Ну, да, и соломку надо подстелить. За все я благодарен Марку Нерону, но больше всего за науку о том, как жить вообще на этом свете.
Как-то я сначала решил, что нехуй париться, но Марк Нерон еще пару раз мне на мозги покапал, и я пришел к такой мысли: разумная это идея, а если дети у меня будут, что ж они в однушке будут жить?
Да и Юречке взрослому с мамкой во кайф тусовать. А так недалеко, но не вместе. Идеально же.
Короче, купил я эти две однушки, как документы получил, чуть не обоссался от радости. Круче, чем когда для собственной квартиры мне все выдали. Я думал о том, как порадую Юречку, сама эта идея со временем начала мне нравиться все больше и больше. Да и мамочку уж квартира в Москве бы точно впечатлила, в каком бы она там ни была состоянии.

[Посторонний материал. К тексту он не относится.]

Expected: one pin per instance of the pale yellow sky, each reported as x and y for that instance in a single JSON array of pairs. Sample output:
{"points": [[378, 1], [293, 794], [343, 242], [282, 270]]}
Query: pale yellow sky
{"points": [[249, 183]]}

Я вдруг понял, что уже давно ничего об их жизни особенно и не знаю. Ну, баблишко я посылал исправно, звонил иногда, но разговоры как-то все меньше клеились. Оказалось, что между нами не то расстояние, что между Москвой и Заречным, а даже еще больше.
Я жил на другой планете, откуда до них не доходило никаких достоверных сведений. Впрочем, и я в последний раз слышал о материной болячке три месяца назад, ну, что-то у нее там с мозгом плоховато, так она всегда была дурой поехавшей.
Короче, позвонил я Юречке, сказал:
— Приезжай.
А Юречка сказал:
— Что?
— Приезжай, говорю, у меня к тебе дело есть. Кончай уже сидеть в Заречном. Надо жить!
В трубке сразу сочное такое молчание.
Я сказал:
— Ты о чем это думаешь?
— Много о чем, — уклончиво ответил Юречка. — Так зачем мне приезжать?
Я нетерпеливо попрыгал, в полутьме коридора отражение в зеркале казалось жалкой тенью.
— Сюрприз у меня для тебя, понимаешь ты или нет?
— Какой?
— Если я скажу, какой, это уже будет не сюрприз.
В руках моих были документы на квартиры. Я боялся, что, под моими вспотевшими от волнения пальцами, буквы расплывутся, и поэтому все время перекладывал бумаги из одной руки в другую.
— Я не могу оставить маму, ты же знаешь.
— Так возьми ее с собой, — сказал я.
— Вася, — терпеливо сказал Юречка. — Она не в том состоянии.
— Ну, ходить может?
— Может.
— Вот и возьми ее с собой. Езжайте налегке, все, что надо, здесь вам купим.
Я хотел, чтобы жест был красивый, широкий, чтобы я рукой махнул, и все у них сразу появилось, что им нужно.
Хотел ли я, чтобы они были счастливы? Вопрос-то какой сложный.
Юречка сказал:
— Тебе нужна помощь?
— Если бы мне нужна была помощь, я бы точно не пригласил мать.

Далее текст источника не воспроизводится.